Lunes, Noviembre 26th, 2007
Durante este frío fin de semana, hemos dejado Julia y yo metamorfoseada nuestra casa en magia y luces de presagiada Navidad, anticipando la llegada, en pocas semanas, de nuestra hija… Mientras, en los helados atardeceres, bandadas de innumerables pájaros oscuros se ofrendaban en danza inquieta al cielo de Córdoba que se enmarca, entre rojizas pinceladas de sol poniente, tras de nuestros ateridos cristales…

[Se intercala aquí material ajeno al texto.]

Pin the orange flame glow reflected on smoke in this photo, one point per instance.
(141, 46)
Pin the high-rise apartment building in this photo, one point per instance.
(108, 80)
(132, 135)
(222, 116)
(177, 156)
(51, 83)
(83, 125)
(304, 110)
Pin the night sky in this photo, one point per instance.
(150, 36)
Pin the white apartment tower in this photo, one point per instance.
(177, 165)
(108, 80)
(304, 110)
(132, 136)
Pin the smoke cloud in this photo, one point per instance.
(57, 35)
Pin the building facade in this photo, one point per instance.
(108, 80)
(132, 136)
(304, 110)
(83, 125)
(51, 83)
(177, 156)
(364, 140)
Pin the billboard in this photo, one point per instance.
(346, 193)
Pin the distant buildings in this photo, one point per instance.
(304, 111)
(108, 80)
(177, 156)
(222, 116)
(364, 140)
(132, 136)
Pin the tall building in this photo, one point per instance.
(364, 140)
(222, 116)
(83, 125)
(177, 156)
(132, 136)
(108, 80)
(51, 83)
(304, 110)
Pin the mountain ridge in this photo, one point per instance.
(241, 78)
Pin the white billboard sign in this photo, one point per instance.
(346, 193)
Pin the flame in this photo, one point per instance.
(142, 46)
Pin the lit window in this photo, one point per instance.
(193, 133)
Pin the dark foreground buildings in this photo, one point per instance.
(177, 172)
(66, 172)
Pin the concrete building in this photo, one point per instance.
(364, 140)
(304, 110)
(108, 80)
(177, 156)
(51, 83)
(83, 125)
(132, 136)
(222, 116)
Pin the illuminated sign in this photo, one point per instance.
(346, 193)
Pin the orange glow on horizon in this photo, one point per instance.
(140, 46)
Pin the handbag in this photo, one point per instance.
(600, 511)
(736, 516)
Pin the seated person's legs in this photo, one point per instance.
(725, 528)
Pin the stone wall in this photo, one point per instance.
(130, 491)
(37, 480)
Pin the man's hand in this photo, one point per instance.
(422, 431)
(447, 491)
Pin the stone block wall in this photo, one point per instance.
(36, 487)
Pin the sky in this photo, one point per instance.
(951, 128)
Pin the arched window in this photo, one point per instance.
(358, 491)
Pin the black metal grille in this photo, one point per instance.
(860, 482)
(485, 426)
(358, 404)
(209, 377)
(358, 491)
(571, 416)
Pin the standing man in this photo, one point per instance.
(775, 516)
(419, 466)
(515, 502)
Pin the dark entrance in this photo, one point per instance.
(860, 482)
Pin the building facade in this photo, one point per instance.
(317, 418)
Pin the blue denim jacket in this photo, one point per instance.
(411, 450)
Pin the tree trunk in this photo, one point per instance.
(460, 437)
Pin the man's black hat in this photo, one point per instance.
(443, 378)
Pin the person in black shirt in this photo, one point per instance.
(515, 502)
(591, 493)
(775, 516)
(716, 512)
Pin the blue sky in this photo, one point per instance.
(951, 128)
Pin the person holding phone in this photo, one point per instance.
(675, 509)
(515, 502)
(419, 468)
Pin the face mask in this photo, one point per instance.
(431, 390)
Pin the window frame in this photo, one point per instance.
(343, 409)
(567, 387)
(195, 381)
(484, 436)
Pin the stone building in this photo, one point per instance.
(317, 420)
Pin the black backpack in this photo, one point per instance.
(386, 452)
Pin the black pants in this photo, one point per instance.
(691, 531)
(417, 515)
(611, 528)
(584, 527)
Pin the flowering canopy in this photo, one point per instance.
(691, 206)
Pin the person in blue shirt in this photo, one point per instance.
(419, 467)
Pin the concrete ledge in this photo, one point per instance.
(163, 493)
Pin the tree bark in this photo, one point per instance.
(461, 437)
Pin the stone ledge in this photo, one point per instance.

Y, a propósito de vuestros comentarios sobre el amor, quería insistir –desde una dolorosa experiencia de mi actividad clínica de estos días- en que ya terminó la etapa de “las medias naranjas”, cuando dos seres incompletos se unían para completarse, en una especie de hermafroditismo psicosocial. A eso no se le puede llamar amor, en cuanto que el amor es la expresión más auténtica de la plenitud y de la autorrealización de la persona. Eso es pura inmadurez psicológica y palmaria indigencia humana, como lo asegura Erich Fromm en “El arte de amar”, donde afirma que cuando una persona le dice a otra ‘no puedo vivir sin ti” no está expresando su amor, sino su propia insuficiencia y dependencia. Tampoco se trata de lo San Buenaventura conceptuó como “amor extático”: amar es salir de sí mismo para fundirse con la persona amada. En esta etapa de nuestro desarrollo sociocultural y humano se necesitan “sí mismos completos”, seres autónomos y autosuficientes que se aman sin dejar de ser ellos mismos, se vinculan, participan, se comprometen, crean y crecen juntos, como crecen los árboles, hacia una frutal y floreciente maduración progresiva.
En la práctica, el ejercicio del amor necesita, al mismo tiempo, la cercanía y la distancia, la diferenciación y la convergencia, la compañía y la soledad. “Estad juntos, pero no demasiados juntos; bebed del mismo vino, pero en distintas copas; comed del mismo pan, pero en pedazos repartidos…” clamaba el profeta iraní Gisbram.
De lo contrario se crea una amalgama, con frecuencia confusa y tensionada que, como en los campos magnéticos, al menor roce produce chispas. Recuerdo a este respecto un “martirio chino” que, según he leído, se practicaba antiguamente en Asia. Consistía en castigar a los amantes adúlteros metiéndolos desnudos en un pozo estrechísimo en el que tenían que permanecer pegados piel a piel, cuerpo a cuerpo, hasta que…terminaban los amantes devorándose de rabia y desesperación.